Objectif Cinéma : Vous avez dit à propos de votre dernier film Un homme sans l’occident : " Eclairer, attendre la belle lumière est un luxe qui ne m'intéressait pas pour ce tournage, il me semblait même déplacé par rapport à l'histoire. " Que voulez-vous dire par " déplacé " ?
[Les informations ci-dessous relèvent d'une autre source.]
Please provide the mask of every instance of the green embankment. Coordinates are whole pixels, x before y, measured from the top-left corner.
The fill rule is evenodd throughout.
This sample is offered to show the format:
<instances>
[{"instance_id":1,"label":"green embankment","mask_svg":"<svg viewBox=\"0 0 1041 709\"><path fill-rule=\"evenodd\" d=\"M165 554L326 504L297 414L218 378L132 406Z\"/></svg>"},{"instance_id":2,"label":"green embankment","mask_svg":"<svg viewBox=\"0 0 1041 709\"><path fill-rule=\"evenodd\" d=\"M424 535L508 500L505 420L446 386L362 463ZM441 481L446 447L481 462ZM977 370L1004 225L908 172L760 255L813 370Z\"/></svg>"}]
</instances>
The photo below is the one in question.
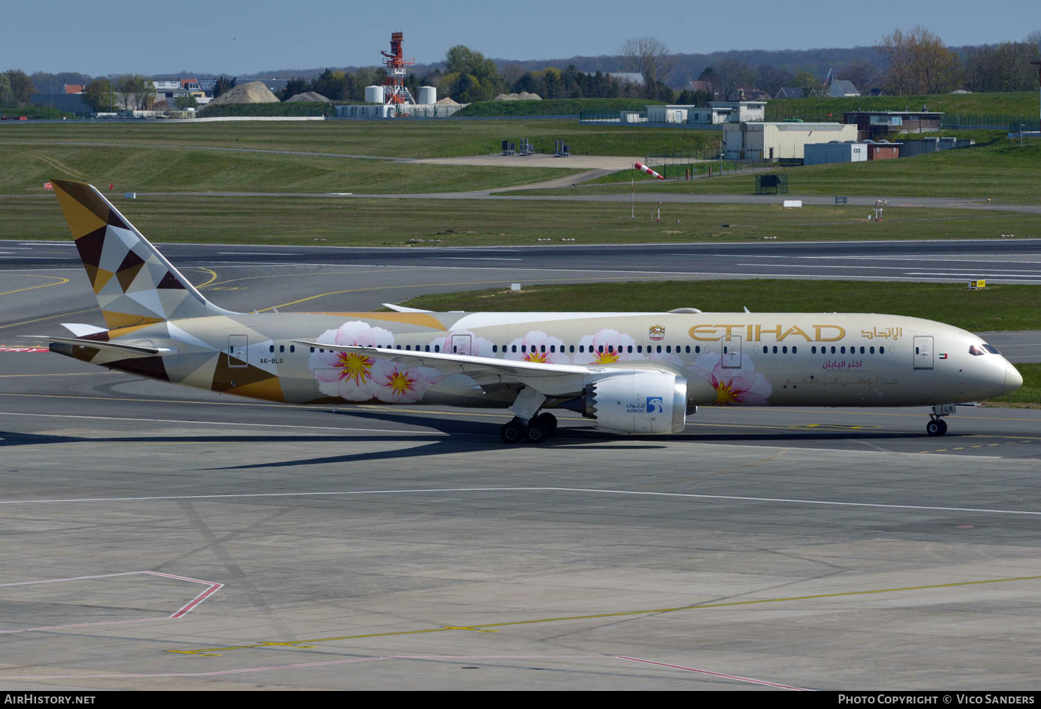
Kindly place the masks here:
<instances>
[{"instance_id":1,"label":"green embankment","mask_svg":"<svg viewBox=\"0 0 1041 709\"><path fill-rule=\"evenodd\" d=\"M532 141L536 150L552 153L562 140L575 155L633 155L667 152L700 154L716 145L716 131L620 126L586 126L576 121L301 121L28 124L0 126L0 145L12 142L129 143L218 148L299 150L340 155L389 157L457 157L487 155L502 141ZM563 161L563 160L562 160Z\"/></svg>"},{"instance_id":2,"label":"green embankment","mask_svg":"<svg viewBox=\"0 0 1041 709\"><path fill-rule=\"evenodd\" d=\"M413 298L427 310L663 312L695 307L711 312L885 312L925 318L969 331L1041 329L1041 285L968 290L960 283L900 283L754 278L534 285L520 292L467 290Z\"/></svg>"},{"instance_id":3,"label":"green embankment","mask_svg":"<svg viewBox=\"0 0 1041 709\"><path fill-rule=\"evenodd\" d=\"M582 111L643 110L664 101L650 99L542 99L528 101L477 101L460 109L458 117L578 116Z\"/></svg>"},{"instance_id":4,"label":"green embankment","mask_svg":"<svg viewBox=\"0 0 1041 709\"><path fill-rule=\"evenodd\" d=\"M388 175L386 184L399 184L398 177ZM306 182L306 175L301 179ZM107 182L101 184L107 187ZM329 184L328 192L339 192L334 186L338 185ZM176 185L177 191L186 188ZM657 208L650 204L638 204L637 218L631 219L628 202L176 195L125 200L127 191L135 189L117 181L112 202L155 242L306 245L327 239L336 246L406 246L415 239L441 246L744 242L768 248L794 240L1041 236L1036 214L965 209L889 207L883 221L868 222L866 207L663 204L659 223ZM68 235L53 198L0 199L0 224L4 238Z\"/></svg>"},{"instance_id":5,"label":"green embankment","mask_svg":"<svg viewBox=\"0 0 1041 709\"><path fill-rule=\"evenodd\" d=\"M231 116L335 116L333 104L324 101L294 101L293 103L223 103L207 104L198 109L199 118Z\"/></svg>"},{"instance_id":6,"label":"green embankment","mask_svg":"<svg viewBox=\"0 0 1041 709\"><path fill-rule=\"evenodd\" d=\"M1041 140L1033 138L1024 141L1023 146L1016 141L997 141L989 145L895 160L771 168L756 174L787 175L790 195L990 198L995 202L1038 204L1041 203L1041 192L1037 185L1039 160ZM703 166L707 168L709 163ZM603 181L625 182L629 180L630 173L631 171L615 173L603 178ZM641 193L750 195L755 192L755 176L751 173L690 181L641 181L644 182L639 187ZM582 195L628 192L628 184L583 184L578 187L511 194Z\"/></svg>"},{"instance_id":7,"label":"green embankment","mask_svg":"<svg viewBox=\"0 0 1041 709\"><path fill-rule=\"evenodd\" d=\"M191 148L0 145L0 194L39 194L51 179L124 192L455 192L531 184L561 168L483 168Z\"/></svg>"},{"instance_id":8,"label":"green embankment","mask_svg":"<svg viewBox=\"0 0 1041 709\"><path fill-rule=\"evenodd\" d=\"M926 110L976 116L1033 117L1037 129L1037 92L933 94L918 96L857 96L852 98L775 99L766 104L766 120L788 117L842 121L847 110ZM832 115L829 118L829 113Z\"/></svg>"}]
</instances>

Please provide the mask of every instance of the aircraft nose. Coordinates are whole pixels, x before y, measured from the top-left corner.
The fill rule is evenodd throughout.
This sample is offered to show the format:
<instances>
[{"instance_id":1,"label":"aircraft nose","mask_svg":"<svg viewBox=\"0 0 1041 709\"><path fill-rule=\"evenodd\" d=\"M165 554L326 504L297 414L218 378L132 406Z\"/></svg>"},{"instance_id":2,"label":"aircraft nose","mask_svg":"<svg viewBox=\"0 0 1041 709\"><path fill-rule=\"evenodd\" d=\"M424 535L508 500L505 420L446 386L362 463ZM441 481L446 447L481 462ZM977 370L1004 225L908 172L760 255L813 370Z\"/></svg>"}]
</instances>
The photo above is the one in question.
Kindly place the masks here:
<instances>
[{"instance_id":1,"label":"aircraft nose","mask_svg":"<svg viewBox=\"0 0 1041 709\"><path fill-rule=\"evenodd\" d=\"M1005 363L1005 394L1012 394L1023 385L1023 375L1010 362Z\"/></svg>"}]
</instances>

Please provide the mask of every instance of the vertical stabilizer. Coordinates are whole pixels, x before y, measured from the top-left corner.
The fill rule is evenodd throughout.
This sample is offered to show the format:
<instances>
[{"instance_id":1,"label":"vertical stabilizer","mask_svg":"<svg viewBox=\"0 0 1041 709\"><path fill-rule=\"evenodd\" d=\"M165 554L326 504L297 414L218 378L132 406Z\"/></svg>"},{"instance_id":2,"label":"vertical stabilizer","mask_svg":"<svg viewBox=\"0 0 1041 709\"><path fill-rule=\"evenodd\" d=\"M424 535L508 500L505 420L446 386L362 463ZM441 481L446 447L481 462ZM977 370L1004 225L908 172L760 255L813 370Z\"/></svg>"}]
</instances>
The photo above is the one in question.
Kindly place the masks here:
<instances>
[{"instance_id":1,"label":"vertical stabilizer","mask_svg":"<svg viewBox=\"0 0 1041 709\"><path fill-rule=\"evenodd\" d=\"M109 329L232 314L203 298L94 186L51 184Z\"/></svg>"}]
</instances>

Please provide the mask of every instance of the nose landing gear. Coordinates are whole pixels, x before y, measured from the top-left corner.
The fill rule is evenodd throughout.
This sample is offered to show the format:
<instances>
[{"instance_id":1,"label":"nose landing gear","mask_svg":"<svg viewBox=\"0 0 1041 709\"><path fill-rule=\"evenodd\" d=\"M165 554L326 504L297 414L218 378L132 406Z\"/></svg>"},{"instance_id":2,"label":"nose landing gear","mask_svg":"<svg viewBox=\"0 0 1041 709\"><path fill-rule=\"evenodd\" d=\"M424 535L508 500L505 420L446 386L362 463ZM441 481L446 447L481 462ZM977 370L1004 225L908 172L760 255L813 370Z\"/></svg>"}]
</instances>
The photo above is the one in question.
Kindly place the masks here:
<instances>
[{"instance_id":1,"label":"nose landing gear","mask_svg":"<svg viewBox=\"0 0 1041 709\"><path fill-rule=\"evenodd\" d=\"M930 422L925 424L925 433L931 436L942 436L947 432L947 422L943 416L949 416L956 411L954 404L937 404L929 414Z\"/></svg>"}]
</instances>

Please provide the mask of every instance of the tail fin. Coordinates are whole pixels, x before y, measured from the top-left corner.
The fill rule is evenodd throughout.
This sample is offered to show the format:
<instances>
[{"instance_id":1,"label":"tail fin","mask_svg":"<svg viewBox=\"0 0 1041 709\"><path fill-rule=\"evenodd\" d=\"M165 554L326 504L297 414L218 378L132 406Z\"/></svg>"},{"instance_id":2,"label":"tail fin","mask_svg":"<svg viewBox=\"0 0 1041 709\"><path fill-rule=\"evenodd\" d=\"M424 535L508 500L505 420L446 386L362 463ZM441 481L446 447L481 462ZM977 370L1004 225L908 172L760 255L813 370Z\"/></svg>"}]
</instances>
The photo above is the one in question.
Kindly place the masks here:
<instances>
[{"instance_id":1,"label":"tail fin","mask_svg":"<svg viewBox=\"0 0 1041 709\"><path fill-rule=\"evenodd\" d=\"M95 187L51 184L109 329L231 314L203 298Z\"/></svg>"}]
</instances>

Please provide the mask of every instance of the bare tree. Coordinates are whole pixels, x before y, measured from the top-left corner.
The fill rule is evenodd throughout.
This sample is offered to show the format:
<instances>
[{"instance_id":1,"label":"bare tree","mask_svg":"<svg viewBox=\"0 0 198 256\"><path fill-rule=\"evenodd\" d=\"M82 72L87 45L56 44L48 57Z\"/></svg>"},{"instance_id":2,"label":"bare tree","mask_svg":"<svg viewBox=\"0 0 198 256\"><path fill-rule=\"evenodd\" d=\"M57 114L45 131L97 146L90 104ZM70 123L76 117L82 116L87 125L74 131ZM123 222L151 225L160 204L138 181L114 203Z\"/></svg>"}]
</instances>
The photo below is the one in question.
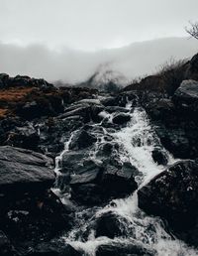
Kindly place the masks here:
<instances>
[{"instance_id":1,"label":"bare tree","mask_svg":"<svg viewBox=\"0 0 198 256\"><path fill-rule=\"evenodd\" d=\"M191 37L198 40L198 22L190 22L190 28L186 28L185 30Z\"/></svg>"}]
</instances>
Raymond Depardon : Je dirais un luxe d’occidental. Faire une belle image. Pour les gens qui vivent dans le désert, la lumière est toujours la même, qu’il s’agisse du lever ou du coucher de soleil, avec ou sans vent. J’ai bien senti que je n’avais pas envie de tomber dans quelque chose " d’apprêté. " J’ai pensé qu’il était plus utile de tourner dans un désert avec des lumières a priori " sans qualité ". Filmer le " désert de tous les jours " : une vision non-descriptive du désert où la couleur n’est pas forcément belle toute la journée. Il y a des moments très fort dans le désert où la couleur est magnifique mais ça nous aurait apporté un maniérisme qui aurait été déplacé, au sens que ces gens ont une vie très dure. Il fallait faire foi de simplicité. Et c’est comme si j’étais chargé de faire leur film à eux.